Performance Evaluation of Otsu and Sauvola Thresholding for Structured Document Binarization
DOI:
https://doi.org/10.15294/sji.v13i1.40245Keywords:
Image thresholding, Otsu, Sauvola, Clahe, Document scannedAbstract
Purpose: Digitizing public administration records, particularly structured forms such as the Transport of Plants and Wildlife Abroad (Surat Angkut Tumbuhan dan Satwa Liar Luar Negeri / SATS-LN), necessitates meticulous preparation for precise subsequent analysis. Most of the photos in the SATS-LN archives are scanned, and they have inconsistent lighting, varying resolution, and background noise, which makes it difficult to separate the text from the backdrop and read it clearly. This work identifies the optimal SATS-LN binarization approach for preserving textual structure and suppressing background artifacts.

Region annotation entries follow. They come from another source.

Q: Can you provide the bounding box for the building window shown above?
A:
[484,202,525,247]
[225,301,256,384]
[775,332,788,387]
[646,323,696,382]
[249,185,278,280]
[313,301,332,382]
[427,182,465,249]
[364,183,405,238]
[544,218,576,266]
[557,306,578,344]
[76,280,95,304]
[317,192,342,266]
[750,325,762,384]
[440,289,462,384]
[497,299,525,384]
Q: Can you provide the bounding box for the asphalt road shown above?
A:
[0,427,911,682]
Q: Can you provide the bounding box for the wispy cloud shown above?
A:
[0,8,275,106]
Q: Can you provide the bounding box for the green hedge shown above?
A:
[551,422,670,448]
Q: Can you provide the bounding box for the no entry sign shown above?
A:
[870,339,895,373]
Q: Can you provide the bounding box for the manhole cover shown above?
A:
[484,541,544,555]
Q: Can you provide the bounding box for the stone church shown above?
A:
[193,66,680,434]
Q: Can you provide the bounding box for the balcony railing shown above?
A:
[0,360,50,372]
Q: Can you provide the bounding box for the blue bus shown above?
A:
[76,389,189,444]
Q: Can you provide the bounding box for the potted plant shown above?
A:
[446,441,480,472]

Methods: A four-stage pipeline is used. First, Detectron2 localizes seven important SATS-LN fields. Second, binarization is investigated with global Otsu and adaptive Sauvola thresholding under three parameter configurations. Third, following binarization, Contrast-Limited Adaptive Histogram Equalization (CLAHE) boosts local contrast. Finally, Peak Signal-to-Noise Ratio (PSNR), Structural Similarity Index Measure (SSIM), Difference from Reference for Distortion (DRD), Precision, Recall, F1-score, and Foreground Ratio are assessed on 200 annotated SATS-LN documents (150 scanner-based/DOC and 50 camera captured/CAM).

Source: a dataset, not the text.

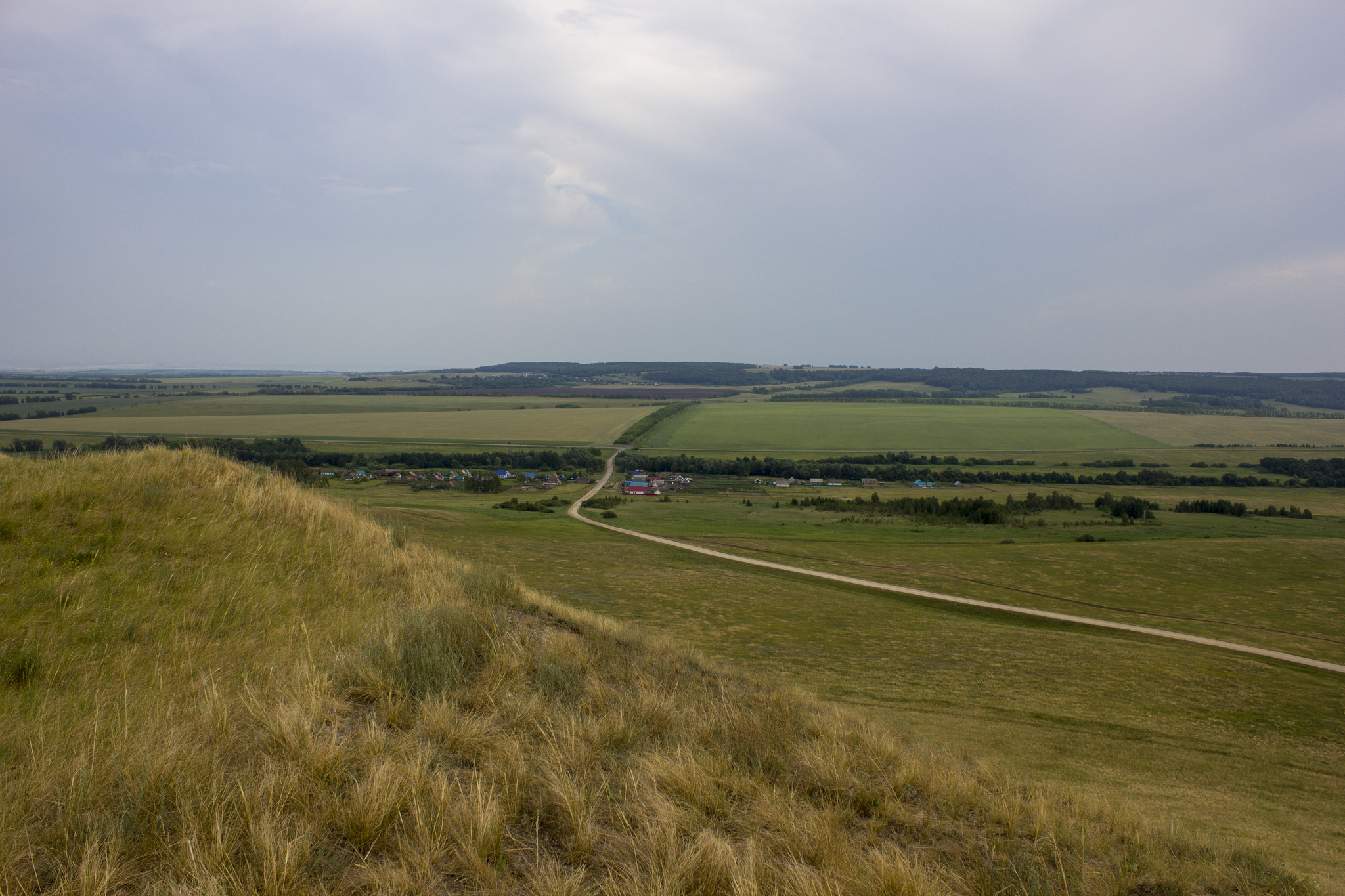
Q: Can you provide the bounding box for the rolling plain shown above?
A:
[0,373,1345,893]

Result: The acquisition domain and assessment model affect binarization performance on 200 SATS-LN documents (150 DOC scans and 50 CAM images). Global Otsu_T10 has the highest median PSNR (21.19 dB) and the lowest median MSE (494.69), indicating a visually cleaner background. However, segmentation-based metrics show better stroke preservation with Sauvola, as Sauvola_k05 has the strongest DOC text–background separation (F1 = 0.938). In the CAM domain, where illumination variability dominates, Sauvola performs better across structural and segmentation indicators, with Sauvola_k04 performing best overall (F1 = 0.980) and mitigating the over-segmentation tendency of strict global thresholds. The Sauvola window (25x25) and CLAHE clip limit (1.0) results suggest using Sauvola_k05 for DOC and Sauvola_k04 for CAM to preserve text integrity and reduce background artifacts.
Novelty: This study presents a novel field-level binarization assessment that combines automated cropping and ground-truth evaluation, providing practical guidance for robust preprocessing that supports scalable, reliable, and cross-device public document digitization.